You have two primary options to backup your iOS device. You can backup to your computer, or backup using iCloud. Most people will want to backup to their computer. But frequent travelers and those without a computer will want to use the iCloud method. You can also backup to both.
Hi this is Gary with MacMost Now. On today’s episode let’s look at the difference between iCloud and iTunes backup for your iPhone and figure out which one you should use.
So I get questions about whether or not you should be using the iCloud backup option or just regular iTunes backup to your computer for your iPhone or other iOS device. I also find a lot of people using the wrong one. It is important to understand the difference between the two and figure out which one you should use.
First it is important to understand that there are actually three ways that your data can be backed up. The first way is if you use Cloud Services. Now watch episode 835 and it explains how Cloud Services works like iCloud. Things like contacts and events with iCloud are saved on the server. So you don’t actually have to back them up because they are not actually just on you iPhone. They are also in the cloud. If you were to loose your iPhone and get a new one you would just sign into your iCloud account and you have all that stuff there. So you don’t really have to backup that stuff up because is it automatically backed up by its very nature.
But there are things on your iPhone that do need to be backed up. For instance your Settings or Apps that you may have downloaded and saved documents and saved other pieces of information say even games that have saved game states that is all saved on your iPhone. That needs to be backed up as well. Of course there are pictures that you have taken on your iPhone that you haven’t yet uploaded to iPhoto on your Mac or to your PC.
Then there is a third set of things on your iPhone that don’t get backed up no matter which method you use because these don’t need to be. These are things like music that you’ve purchased or music that you uploaded from your computer or Apps that you have downloaded. These are things that you’ve got copies of already so they don’t need to be backed up. If you are syncing photos from iPhoto on your Mac to your iPhone those photos should be in iPhoto on your Mac so there is no need to create another copy, a third copy of them, as a backup to your iPhone.
The same thing for Apps. Those apps exist on Apple servers. You download them, you update them. There is no reason for you to have a personal backup of that app because if you were to loose your iPhone you would simple restore the iPhone and then redownload those apps. Those apps are available for you to download again. There is no reason to have a backup copy of your own.
So let’s take a look at iTunes now. I’ve connected my iPhone to iTunes and I’ve turned on the left side bar in the View menu so I can easily select the iPhone here. I’ve gone to the Summary page. This gives you all the different options for backup.
So one of the things you will see here under Backups area you can see you can choose between iCloud and This Computer.
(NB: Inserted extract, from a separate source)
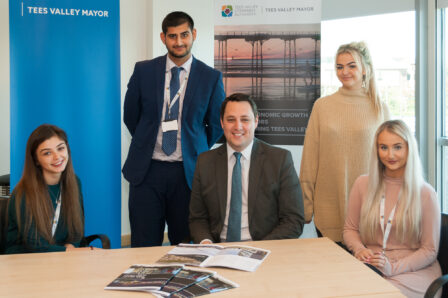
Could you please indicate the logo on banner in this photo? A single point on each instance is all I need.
(227, 11)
This computer is the old way of doing it and the current way for most people and also allows you to create an encrypted backup here locally as well. You can switch to doing an iCloud backup.
It is important realize that if you switch to doing an iCloud backup it doesn’t mean that you can’t do both. If you switch to doing an iCloud backup that is the automatic setting. But you will still be able to come here and hit this Back Up Now button to backup or you can Control click on the iPhone itself and get the option to backup to your Mac. So you can still manually backup to your Mac while automatically backing up to iCloud.
You also have some options here below. For instance you can turn on Sync with this iPhone over Wi-Fi so you don’t actually have to connect physically a cable to your Mac. It is just enough for them to be on the same network and then you can perform you sync including the backup.
You can also set it to Automatically sync when this iPhone is connected which can make backups even more convenient. If you don’t have a computer so you can’t access those settings you can go in your iPhone to Settings app under iCloud and you see the Storage & Backup option there and that is where you can switch on the iCloud backup.
So which one should you be using. Well in most cases you should just use the regular iTunes backup, not the iCloud backup. What the iCloud backup is great for is for someone that either doesn’t have a computer to backup their iPhone to or they travel so much or are away from their computer so much that they rarely get to backup their iPhone that way. Someone that travels all the time can backup using Wi-Fi at work, at home, at hotels, at other places they stay and you don’t have to worry about being away from your computer for weeks on end and not getting a backup.
But otherwise if you do have your computer readily available the standard iTunes backup is fine.
Using iCloud backup is going to be slower because it is going to be over Wi-Fi and then over your internet connection and if you have say at home limited bandwidth with your internet there then it can really slow things down or eat away at your bandwidth allotment. This can really be a problem if you take a lot of pictures with your iPhone, especially pictures and video, because those files are large and as long as you are in your camera roll and there are things that haven’t been backed up elsewhere that means they are going to be backed up over iCloud, over that internet connection which is going to be slow.
So regular iTunes backup is fine for most people especially if you sync everyday or at least several times week which you should be doing anyway for other reasons. If you travel a lot though iCloud backup is a good alternative and if you travel sometimes it might be a good idea to actually use both. Just remember to do your manual backup to your Mac every once in a while when you sync.
The most important thing to do is to at least use one of these options and do it regularly so that if you loose your iPhone, and it is so easy to do that, then you have all your data.